Ruby Method Lookup, RubyVM.stat and Global State
/In Ruby, it can sometimes be a bit involved figuring out where a constant or a method comes from - not just for you, but for Ruby, too! When you call "foo," is it foo from your current class? One of its parents? A module included from a parent class? Somewhere else?
And of course, Ruby has a few objects whose methods are available just about everywhere - Object, BasicObject and Kernel.
When I wrote about the Global Method Cache, we touched on that just a little. Let's go a bit deeper, shall we?
Better yet, we'll learn about some things that you should carefully *not* do to keep your performance good, and how you check.

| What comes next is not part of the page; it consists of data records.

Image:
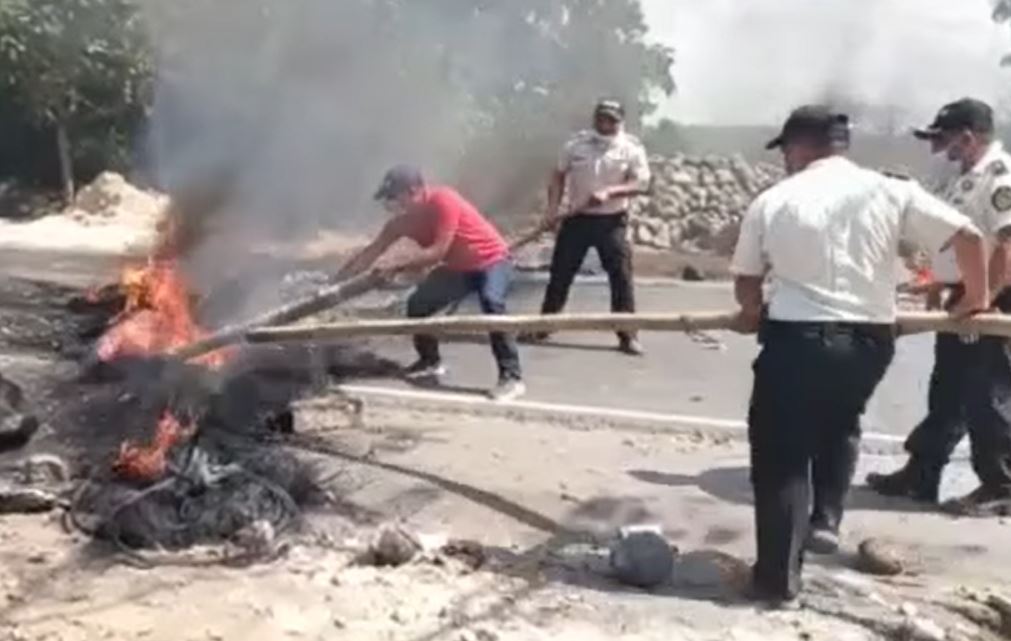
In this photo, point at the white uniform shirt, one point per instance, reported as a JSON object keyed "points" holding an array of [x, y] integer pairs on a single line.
{"points": [[829, 238], [983, 194], [591, 162]]}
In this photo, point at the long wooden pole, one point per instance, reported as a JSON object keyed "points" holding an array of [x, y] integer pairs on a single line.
{"points": [[326, 298], [908, 324]]}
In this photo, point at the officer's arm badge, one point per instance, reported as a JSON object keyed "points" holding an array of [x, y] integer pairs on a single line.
{"points": [[1002, 198]]}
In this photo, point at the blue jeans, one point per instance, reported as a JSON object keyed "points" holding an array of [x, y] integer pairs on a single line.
{"points": [[444, 287]]}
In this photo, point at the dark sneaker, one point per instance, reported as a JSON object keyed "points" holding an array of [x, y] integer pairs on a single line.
{"points": [[423, 370], [915, 480], [534, 338], [769, 599], [983, 501], [508, 390], [630, 346], [822, 541]]}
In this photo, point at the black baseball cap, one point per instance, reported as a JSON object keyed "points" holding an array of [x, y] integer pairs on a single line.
{"points": [[611, 108], [814, 121], [966, 114], [399, 180]]}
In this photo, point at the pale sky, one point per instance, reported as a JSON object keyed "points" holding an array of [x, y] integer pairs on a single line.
{"points": [[750, 61]]}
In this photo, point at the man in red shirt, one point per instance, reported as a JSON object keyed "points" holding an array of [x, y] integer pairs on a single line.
{"points": [[466, 255]]}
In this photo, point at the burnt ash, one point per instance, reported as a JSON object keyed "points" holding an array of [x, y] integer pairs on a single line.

Method Caching and Cache Invalidation
Methods on three specific Ruby objects are special - BasicObject, Object and Kernel. BasicObject is the root of the inheritance tree - even the simplest Ruby objects inherit from it. Object is slightly more full-featured than BasicObject, but it's basically the same thing - it includes a module called Kernel, which gives it a lot of methods. And Object is the default for inheritance, so nearly every object inherits from it. As a result, every object inherits from BasicObject and nearly every object inherits from Object, and includes Kernel. Also, any “top level” definitions are definitions on Object (thanks to Benoit Daloze for correcting my original explanation!)

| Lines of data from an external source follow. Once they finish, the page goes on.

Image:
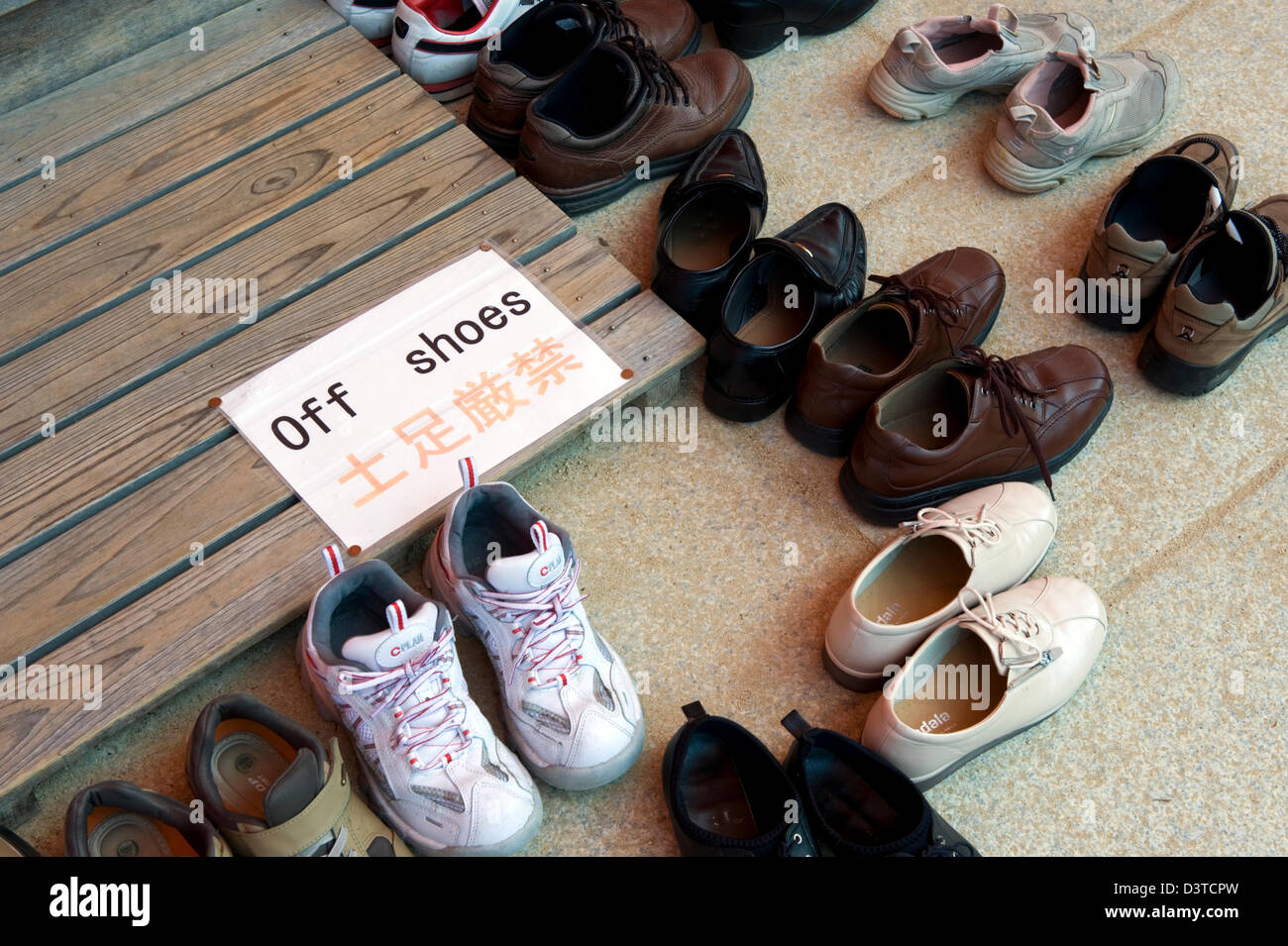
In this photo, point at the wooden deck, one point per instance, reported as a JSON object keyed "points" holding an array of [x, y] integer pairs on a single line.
{"points": [[222, 163]]}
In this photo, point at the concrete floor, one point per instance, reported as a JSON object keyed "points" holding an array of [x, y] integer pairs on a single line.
{"points": [[1175, 744]]}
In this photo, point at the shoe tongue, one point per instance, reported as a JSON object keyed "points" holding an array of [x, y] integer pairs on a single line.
{"points": [[294, 789], [406, 639], [1147, 252], [532, 571]]}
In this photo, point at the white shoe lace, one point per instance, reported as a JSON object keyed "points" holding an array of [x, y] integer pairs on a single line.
{"points": [[424, 745], [550, 648], [977, 529], [1017, 627]]}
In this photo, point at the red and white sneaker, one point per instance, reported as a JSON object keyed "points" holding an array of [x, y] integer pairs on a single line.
{"points": [[571, 705], [381, 661], [437, 42], [373, 18]]}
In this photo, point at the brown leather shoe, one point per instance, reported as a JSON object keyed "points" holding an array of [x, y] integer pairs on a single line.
{"points": [[973, 421], [917, 318], [621, 102], [539, 47]]}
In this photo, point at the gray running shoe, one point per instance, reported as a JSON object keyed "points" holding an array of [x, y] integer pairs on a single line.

As a result, they get special hardcoding in Ruby's performance code. Ruby keeps a count of how many times you have defined methods on those three objects. It calls that count your “Global Method State.” And it tags all method cache entries with that number. Which means that if you add a new method on any of them, all the old method cache entries get invalidated...

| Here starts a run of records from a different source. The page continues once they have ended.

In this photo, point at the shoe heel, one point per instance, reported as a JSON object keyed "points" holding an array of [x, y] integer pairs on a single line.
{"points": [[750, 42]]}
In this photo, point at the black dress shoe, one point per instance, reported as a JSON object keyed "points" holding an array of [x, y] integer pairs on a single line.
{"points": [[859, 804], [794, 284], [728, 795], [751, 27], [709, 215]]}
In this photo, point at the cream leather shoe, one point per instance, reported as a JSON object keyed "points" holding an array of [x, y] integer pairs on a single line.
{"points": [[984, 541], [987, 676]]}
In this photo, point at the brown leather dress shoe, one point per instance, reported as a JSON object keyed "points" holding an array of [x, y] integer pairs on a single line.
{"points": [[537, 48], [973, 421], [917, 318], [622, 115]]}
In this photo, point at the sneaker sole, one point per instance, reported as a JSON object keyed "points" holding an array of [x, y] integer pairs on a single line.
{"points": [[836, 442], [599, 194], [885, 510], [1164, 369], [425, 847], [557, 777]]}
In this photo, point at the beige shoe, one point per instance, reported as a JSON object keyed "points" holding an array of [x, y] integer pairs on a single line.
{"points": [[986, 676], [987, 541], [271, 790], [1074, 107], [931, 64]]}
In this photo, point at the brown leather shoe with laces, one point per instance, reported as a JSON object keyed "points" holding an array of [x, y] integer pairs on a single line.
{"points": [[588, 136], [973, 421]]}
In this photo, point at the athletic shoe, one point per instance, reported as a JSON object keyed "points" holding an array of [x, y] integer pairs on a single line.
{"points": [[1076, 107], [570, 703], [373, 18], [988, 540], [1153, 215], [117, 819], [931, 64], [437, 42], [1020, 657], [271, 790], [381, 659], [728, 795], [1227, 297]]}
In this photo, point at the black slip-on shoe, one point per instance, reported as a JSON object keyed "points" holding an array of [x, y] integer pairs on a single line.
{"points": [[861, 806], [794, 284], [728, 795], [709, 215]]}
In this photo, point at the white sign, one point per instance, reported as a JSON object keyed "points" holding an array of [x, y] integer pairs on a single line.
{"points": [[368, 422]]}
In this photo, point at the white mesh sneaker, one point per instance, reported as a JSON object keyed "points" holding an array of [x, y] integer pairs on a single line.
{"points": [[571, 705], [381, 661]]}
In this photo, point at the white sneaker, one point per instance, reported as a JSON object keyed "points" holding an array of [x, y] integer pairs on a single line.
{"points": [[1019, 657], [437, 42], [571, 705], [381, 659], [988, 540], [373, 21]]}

That's good! You don't want to use stale entries that would point to the wrong method definition.
Also, that's bad. All your old cache entries are gone, and now you have to look them up again. That can be slow.
If it happens during the setup at the beginning of your Rails app... Well, sure. That sounds like Rails, defining methods in all sorts of places. Any cache you set up before it's done with that is wasted, sure. Sounds like Rails. Also, sounds fine.
But if you do that in your inner loop, that's really bad. It means you're looking up all your methods fresh, every time, even methods that don't share a name with the method you're defining on Object (or Kernel, or BasicObject.) That's no good.
Constants and Cache Invalidation: Global Constant State
Ruby has really involved constant lookup. In the same way as for global methods, making a new constant makes it hard to tell exactly what constant to use. Ruby has a really similar solution.
When you define a new constant, it invalidates your old constant caching - Ruby has to look everything up again. The state number Ruby uses to track this is called the Global Constant State.
Your Global Cache Detective: RubyVM.stat
In CRuby, you can't "fix" the cache-invalidation problem except by not defining methods on Object, Kernel or BasicObject in your inner loop. If you need to define new methods constantly, do it in some other class.
But how can you tell if you — or one of your dependencies — are doing that?
Remember Ruby's GC.stat? In the same way, Ruby has a RubyVM.stat that tracks changes to (what it calls) "global_method_state".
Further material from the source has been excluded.